Days later, Hefford was pronounced dead. Only after her death did her family learn that Hefford, the mother of a 7-year-old girl and a 5-year-old boy, had a rare genetic disorder that prevented her body from properly metabolizing her high-protein diet.
    Urea cycle disorder, which causes a deficiency of one enzyme in the urea cycle, stops the body from breaking down protein, according to the nonprofit National Urea Cycle Disorders Foundation.
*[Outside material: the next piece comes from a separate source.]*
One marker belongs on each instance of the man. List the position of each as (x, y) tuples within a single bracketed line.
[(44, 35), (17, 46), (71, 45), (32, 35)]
    Normally, the body can remove nitrogen, a waste product of protein metabolism, from the blood. However, a urea cycle disorder would prohibit this.
    Therefore, nitrogen, in the form of toxic ammonia, would accumulate in the blood and eventually reach the brain, where it can cause irreversible damage, coma and death.
    "The enzyme deficiency can be mild enough so that the person is able to detoxify ammonia adequately -- until there's a trigger," said Cynthia Le Mons, executive director of the foundation. The trigger could be a viral illness, stress or a high-protein diet, she added.
    "There was just no way of knowing she had it because they don't routinely test for it," said Michelle White, Hefford's mother and a resident of Perth. "She started to feel unwell, and she collapsed."
    White blames protein shakes for her daughter's death.

    'Nuanced symptoms'

    Since 2014, Hefford, who worked at Princess Margaret Hospital for Children and studied paramedicine, had been competing as a bodybuilder.
    It was only after Hefford's death that White discovered containers of protein supplements in her daughter's kitchen, along with a strict food plan. White understood then that her daughter, who had been preparing for another bodybuilding competition, had also been consuming an unbalanced diet.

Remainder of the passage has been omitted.